Ammettiamolo: iI death-core ha ormai fatto il suo tempo. In una parabola velocissima che ha coinvolto, in rapidissima successione, nu-metal, metal-core, brutal di nuova scuola, anche il death-core si avvia verso un suo personale tramonto. E questa fine, ancora una volta, da che cosa è data? Probabilmente dal fatto che il pubblico è finalmente stanco ed annoiato di sentire la stessa storia all’infinito. Gli stessi passaggi di chitarra. Lo stesso growl/screaming mono tono durante l’intera lunghezza dell’ennesimo brano. Identico a mille altri ma, soprattutto e peggio ancora, identico al precedente, appena finito di ascoltare. E questo, che cosa c’entra con i Knights of the Abyss? C’entra, c’entra!

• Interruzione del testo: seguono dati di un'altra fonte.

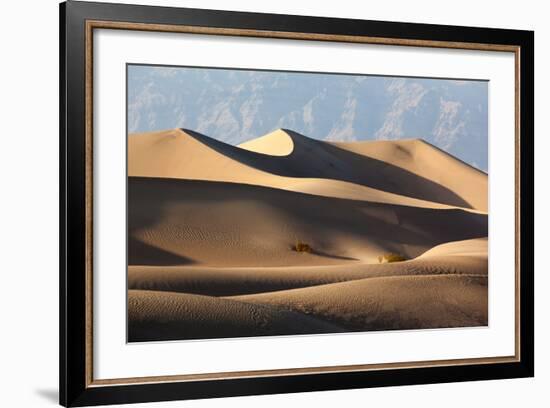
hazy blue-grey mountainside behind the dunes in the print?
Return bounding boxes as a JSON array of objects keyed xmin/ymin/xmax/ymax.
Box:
[{"xmin": 128, "ymin": 65, "xmax": 488, "ymax": 171}]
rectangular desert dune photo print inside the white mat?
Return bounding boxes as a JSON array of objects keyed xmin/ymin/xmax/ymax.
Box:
[{"xmin": 127, "ymin": 64, "xmax": 488, "ymax": 342}]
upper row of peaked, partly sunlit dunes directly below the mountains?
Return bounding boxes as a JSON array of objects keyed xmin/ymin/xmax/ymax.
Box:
[{"xmin": 132, "ymin": 129, "xmax": 487, "ymax": 211}]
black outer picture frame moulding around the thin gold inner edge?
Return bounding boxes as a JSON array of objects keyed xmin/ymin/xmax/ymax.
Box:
[{"xmin": 59, "ymin": 1, "xmax": 534, "ymax": 406}]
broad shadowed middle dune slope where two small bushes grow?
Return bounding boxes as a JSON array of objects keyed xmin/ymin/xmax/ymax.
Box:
[{"xmin": 128, "ymin": 177, "xmax": 487, "ymax": 267}]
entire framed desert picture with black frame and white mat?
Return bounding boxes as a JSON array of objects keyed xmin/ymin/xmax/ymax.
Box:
[{"xmin": 60, "ymin": 1, "xmax": 534, "ymax": 406}]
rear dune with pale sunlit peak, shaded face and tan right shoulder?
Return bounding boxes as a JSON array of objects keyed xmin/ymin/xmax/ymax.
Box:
[{"xmin": 239, "ymin": 129, "xmax": 487, "ymax": 211}]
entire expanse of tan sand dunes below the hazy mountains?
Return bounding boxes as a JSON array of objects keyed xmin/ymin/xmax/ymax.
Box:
[{"xmin": 128, "ymin": 129, "xmax": 488, "ymax": 341}]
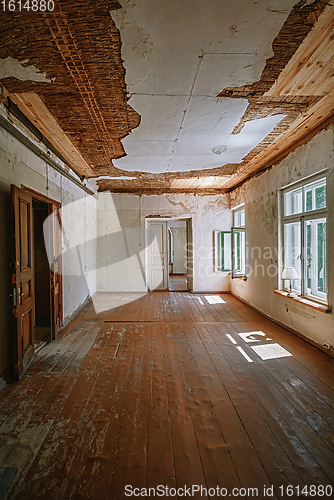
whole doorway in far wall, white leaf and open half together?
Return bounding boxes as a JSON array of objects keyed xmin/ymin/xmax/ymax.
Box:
[{"xmin": 146, "ymin": 217, "xmax": 193, "ymax": 291}]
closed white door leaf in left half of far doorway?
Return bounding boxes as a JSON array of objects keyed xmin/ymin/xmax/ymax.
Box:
[{"xmin": 147, "ymin": 221, "xmax": 168, "ymax": 290}]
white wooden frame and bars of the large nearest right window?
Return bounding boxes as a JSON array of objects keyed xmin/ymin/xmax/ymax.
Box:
[{"xmin": 279, "ymin": 171, "xmax": 328, "ymax": 304}]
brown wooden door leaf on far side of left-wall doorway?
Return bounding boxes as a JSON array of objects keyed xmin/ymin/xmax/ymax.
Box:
[{"xmin": 48, "ymin": 203, "xmax": 63, "ymax": 339}]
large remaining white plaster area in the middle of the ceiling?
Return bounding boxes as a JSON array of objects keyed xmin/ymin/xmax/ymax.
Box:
[{"xmin": 111, "ymin": 0, "xmax": 295, "ymax": 173}]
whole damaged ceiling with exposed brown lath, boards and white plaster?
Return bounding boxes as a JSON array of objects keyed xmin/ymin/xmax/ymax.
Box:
[{"xmin": 0, "ymin": 0, "xmax": 334, "ymax": 194}]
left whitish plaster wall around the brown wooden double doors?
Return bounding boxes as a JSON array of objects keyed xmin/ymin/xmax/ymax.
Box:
[{"xmin": 0, "ymin": 114, "xmax": 96, "ymax": 377}]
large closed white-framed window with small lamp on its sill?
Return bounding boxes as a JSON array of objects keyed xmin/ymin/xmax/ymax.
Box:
[{"xmin": 283, "ymin": 176, "xmax": 327, "ymax": 301}]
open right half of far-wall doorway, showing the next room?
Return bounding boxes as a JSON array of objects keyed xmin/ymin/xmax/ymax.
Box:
[{"xmin": 168, "ymin": 220, "xmax": 189, "ymax": 291}]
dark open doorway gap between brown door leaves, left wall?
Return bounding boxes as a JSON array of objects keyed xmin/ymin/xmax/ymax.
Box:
[{"xmin": 32, "ymin": 198, "xmax": 51, "ymax": 343}]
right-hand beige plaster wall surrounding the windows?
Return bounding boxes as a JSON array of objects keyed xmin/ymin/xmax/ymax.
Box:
[{"xmin": 231, "ymin": 126, "xmax": 334, "ymax": 345}]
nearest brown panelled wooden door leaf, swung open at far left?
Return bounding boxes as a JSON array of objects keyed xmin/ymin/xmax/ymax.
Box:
[{"xmin": 12, "ymin": 186, "xmax": 34, "ymax": 378}]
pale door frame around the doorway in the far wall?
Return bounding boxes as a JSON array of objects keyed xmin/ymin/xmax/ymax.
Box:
[{"xmin": 145, "ymin": 216, "xmax": 194, "ymax": 292}]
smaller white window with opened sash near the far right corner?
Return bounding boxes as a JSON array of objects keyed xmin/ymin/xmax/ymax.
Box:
[{"xmin": 215, "ymin": 208, "xmax": 246, "ymax": 278}]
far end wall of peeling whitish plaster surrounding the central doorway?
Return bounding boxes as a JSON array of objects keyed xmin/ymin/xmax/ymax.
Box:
[{"xmin": 97, "ymin": 192, "xmax": 231, "ymax": 292}]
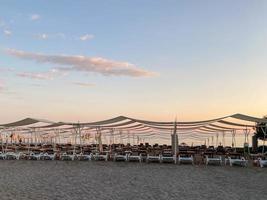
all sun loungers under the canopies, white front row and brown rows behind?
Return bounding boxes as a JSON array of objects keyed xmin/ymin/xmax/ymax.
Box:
[{"xmin": 0, "ymin": 144, "xmax": 267, "ymax": 167}]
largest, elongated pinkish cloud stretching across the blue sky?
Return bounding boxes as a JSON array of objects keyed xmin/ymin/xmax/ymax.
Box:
[{"xmin": 7, "ymin": 49, "xmax": 155, "ymax": 77}]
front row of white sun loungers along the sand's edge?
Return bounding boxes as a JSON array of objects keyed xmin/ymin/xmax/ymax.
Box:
[{"xmin": 0, "ymin": 152, "xmax": 267, "ymax": 167}]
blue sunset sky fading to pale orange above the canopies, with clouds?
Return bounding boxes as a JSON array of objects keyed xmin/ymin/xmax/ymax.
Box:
[{"xmin": 0, "ymin": 0, "xmax": 267, "ymax": 123}]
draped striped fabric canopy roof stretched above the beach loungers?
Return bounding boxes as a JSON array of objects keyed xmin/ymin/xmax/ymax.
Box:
[{"xmin": 0, "ymin": 114, "xmax": 267, "ymax": 146}]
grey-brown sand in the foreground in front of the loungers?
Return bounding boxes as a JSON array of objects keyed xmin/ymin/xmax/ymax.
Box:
[{"xmin": 0, "ymin": 160, "xmax": 267, "ymax": 200}]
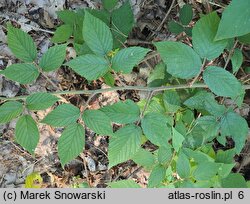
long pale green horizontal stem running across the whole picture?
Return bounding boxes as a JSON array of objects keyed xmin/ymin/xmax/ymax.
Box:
[{"xmin": 0, "ymin": 83, "xmax": 250, "ymax": 101}]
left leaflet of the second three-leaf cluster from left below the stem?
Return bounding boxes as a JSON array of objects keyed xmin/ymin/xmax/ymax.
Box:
[{"xmin": 41, "ymin": 104, "xmax": 80, "ymax": 127}]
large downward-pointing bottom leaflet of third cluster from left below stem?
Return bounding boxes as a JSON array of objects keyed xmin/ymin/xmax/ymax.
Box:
[{"xmin": 108, "ymin": 125, "xmax": 142, "ymax": 169}]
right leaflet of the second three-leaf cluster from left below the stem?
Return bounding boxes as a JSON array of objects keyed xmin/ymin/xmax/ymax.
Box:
[{"xmin": 82, "ymin": 110, "xmax": 113, "ymax": 136}]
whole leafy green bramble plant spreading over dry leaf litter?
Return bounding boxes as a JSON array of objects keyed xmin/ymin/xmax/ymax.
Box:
[{"xmin": 0, "ymin": 0, "xmax": 250, "ymax": 188}]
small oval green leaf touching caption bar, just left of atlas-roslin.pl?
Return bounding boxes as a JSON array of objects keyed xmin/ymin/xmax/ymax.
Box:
[{"xmin": 148, "ymin": 165, "xmax": 166, "ymax": 188}]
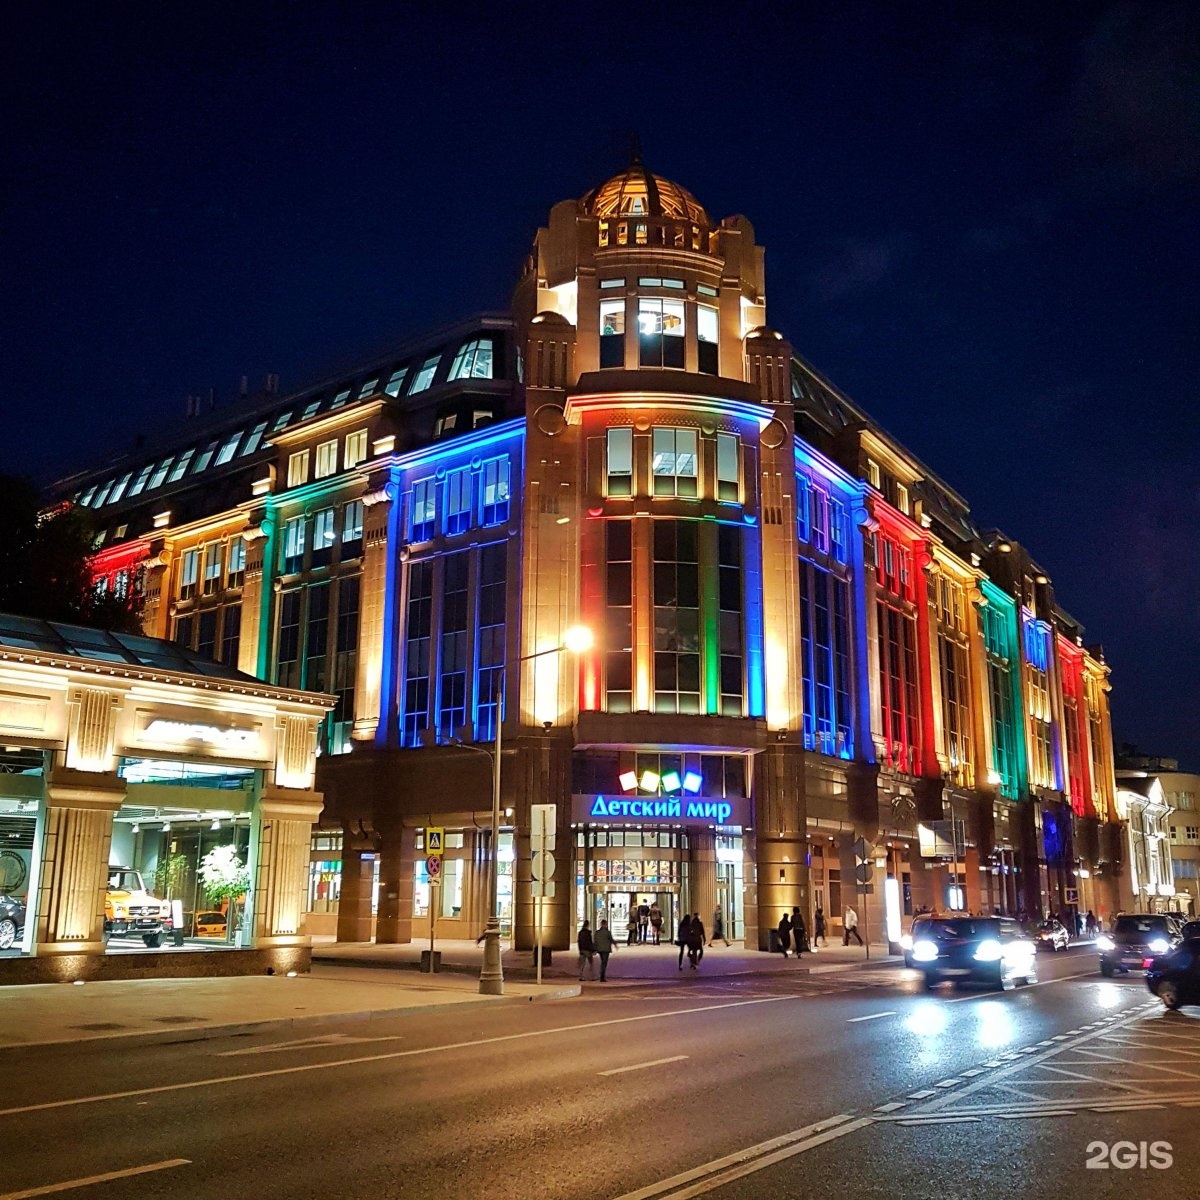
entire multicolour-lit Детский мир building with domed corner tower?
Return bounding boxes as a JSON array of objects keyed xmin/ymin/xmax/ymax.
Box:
[{"xmin": 56, "ymin": 162, "xmax": 1122, "ymax": 949}]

Formatisi nel 2005 a Glendale, Arizona, U.S.A., sono uno dei gruppi pionieri della miscela fra death metal anni ’90 e hardcore, molto più spesso limitata alla teoria, piuttosto che alla pratica. Giungono con questo “Shades” al loro secondo album, dopo una manciata di cambi di formazione che, a quanto pare, non hanno intaccato la voglia di comporre ai vari membri restanti. Già dal nome (una citazione da “La Nascita della Tragedia”, di Friedrich Nietzsche) si capisce come ci si possa aspettare qualcosa di superiore rispetto alla media dei gruppi che pullulano in questa scena. E, infatti, il songwriting appare molto curato, con intuizioni interessanti e buoni passaggi. Ciò che non funziona, invece, è l’impressionante mancanza di una qualsiasi forma di personalità nei vari brani. Tutti di una durata oscillante fra i 3 e i 4 minuti. Tutti molto ben suonati, registrati con ottimi suoni, e tutto quanto ci si possa aspettare. Eppure, tutti pallidamente identici a sé stessi. Una piaga, quella dell’anonimia, che affligge tanti, troppi, gruppi del genere; e che, se da un lato si può combattere in sede live, su disco non lascia scusanti.
I richiami, perfino troppo delineati, alle varie band dell’underground americano, nonché ai ben più famosi Black Dahlia Murder, si sprecano. E, probabilmente, questo album farà la felicità di coloro che, alle prime esperienze con il death-core, gli si avvicinano timidamente. Per tutti gli altri, invece, c’è già un’intera serie di discografie che hanno ampiamente discusso l’argomento. E, fra l’altro, con un piglio spesso molto più personale.